A star moves away from us at a speed of 10 km / s. the angle between the speed direction and the line of sight are 30 °. What is the observed wavelength of the Hα line?
Then we suppose the observer is also moving at a speed of 20 km / away from the star.
What is the observed wavelength of the Hα line?

Homework Equations

v_r = v_s cos(Θ) - v_o cos(Φ)
Δλ = λ - λ_o
Δλ/λ = v_r/c

The Attempt at a Solution

I know the answer should be = 656,30nm
And for the second, : = 656,343 nm
My attempt is:
Δλ = 10000/3*10^8 * 656.28 = 0.02
--> λ = 656.30
Same for the second one but instead of 10000 is 20000. And I got the right answer.
However, I haven't used the angel, which is what worries me that my answer is wrong

 

[DrClaude]

You have to post a full attempt at a solution.

Also, clearly state what you are after. Do you simply want a confirmation that the result is correct?

 

[Nat1234123]

You have to post a full attempt at a solution.

Also, clearly state what you are after. Do you simply want a confirmation that the result is correct?

More as, how to get there. I have the solution manual but I can't get to the solution. Hence I said the answer 'should' be.

 

[haruspex]

More as, how to get there. I have the solution manual but I can't get to the solution. Hence I said the answer 'should' be.

I am confused about a couple of things in your posts.

In post #1, you appear to be saying that you got the right answers but only by ignoring the information about the angle.
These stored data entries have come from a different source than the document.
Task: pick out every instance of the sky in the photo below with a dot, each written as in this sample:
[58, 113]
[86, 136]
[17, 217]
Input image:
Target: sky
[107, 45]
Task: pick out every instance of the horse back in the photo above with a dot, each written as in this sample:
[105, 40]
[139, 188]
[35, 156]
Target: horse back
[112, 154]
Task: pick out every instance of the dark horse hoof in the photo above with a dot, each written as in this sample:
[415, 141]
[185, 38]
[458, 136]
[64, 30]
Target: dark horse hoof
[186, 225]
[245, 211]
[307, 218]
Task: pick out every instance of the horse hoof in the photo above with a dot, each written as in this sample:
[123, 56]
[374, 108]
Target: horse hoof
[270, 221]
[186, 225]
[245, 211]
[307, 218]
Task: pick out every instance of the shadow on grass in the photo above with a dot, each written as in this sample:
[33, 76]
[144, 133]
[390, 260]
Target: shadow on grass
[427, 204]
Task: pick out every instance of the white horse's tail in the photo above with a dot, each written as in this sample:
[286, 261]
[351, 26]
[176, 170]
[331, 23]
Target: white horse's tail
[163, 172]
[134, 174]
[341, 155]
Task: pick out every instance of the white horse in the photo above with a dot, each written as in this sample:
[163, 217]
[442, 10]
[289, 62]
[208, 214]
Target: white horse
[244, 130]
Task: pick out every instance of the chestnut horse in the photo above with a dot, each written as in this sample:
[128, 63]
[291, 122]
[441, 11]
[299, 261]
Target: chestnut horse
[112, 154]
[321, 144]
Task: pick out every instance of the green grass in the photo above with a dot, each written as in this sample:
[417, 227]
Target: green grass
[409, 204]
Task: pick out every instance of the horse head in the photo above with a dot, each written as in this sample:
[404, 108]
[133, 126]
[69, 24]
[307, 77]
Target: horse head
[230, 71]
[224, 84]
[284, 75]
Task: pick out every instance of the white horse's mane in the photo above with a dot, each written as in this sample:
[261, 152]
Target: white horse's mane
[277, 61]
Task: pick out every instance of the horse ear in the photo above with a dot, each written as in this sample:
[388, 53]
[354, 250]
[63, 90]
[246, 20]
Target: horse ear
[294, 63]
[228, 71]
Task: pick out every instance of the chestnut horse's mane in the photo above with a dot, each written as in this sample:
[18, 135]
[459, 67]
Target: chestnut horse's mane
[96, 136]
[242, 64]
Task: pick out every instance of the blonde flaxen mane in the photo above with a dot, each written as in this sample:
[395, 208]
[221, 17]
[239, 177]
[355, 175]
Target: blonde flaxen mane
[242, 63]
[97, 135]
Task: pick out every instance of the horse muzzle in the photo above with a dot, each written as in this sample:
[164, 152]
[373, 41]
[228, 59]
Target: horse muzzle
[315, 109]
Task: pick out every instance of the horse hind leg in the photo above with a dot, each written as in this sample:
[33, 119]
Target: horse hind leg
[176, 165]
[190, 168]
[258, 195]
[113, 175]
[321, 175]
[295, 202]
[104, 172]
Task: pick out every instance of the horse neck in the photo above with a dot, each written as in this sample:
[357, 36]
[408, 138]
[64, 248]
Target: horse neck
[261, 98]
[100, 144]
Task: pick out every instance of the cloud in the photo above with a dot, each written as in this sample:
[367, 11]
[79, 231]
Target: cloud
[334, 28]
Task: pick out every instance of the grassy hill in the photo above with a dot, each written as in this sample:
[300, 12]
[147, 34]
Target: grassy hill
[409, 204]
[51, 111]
In post #3, you say you can't get the "right solution". Do you mean that in the sense that the right solution ought to involve the angle?

In post#1 you show the details of how you got 656.30. If I follow the same method for the 20000km/s case I get 656.32, but you quote the correct answer as 656.34 and write that you got that. How did you get 656.34?

The question statement strikes me as ambiguous. It says the star is "moving away from us" at 10km/s. That could mean it is moving at 10km/s in a direction that is predominantly away from us, but sounds more like the rate at which it is getting further from us is 10km/s.
In the first interpretation you should be applying cos(30) to the speed (not that it makes much difference to the answer), whereas in the second the angle is irrelevant.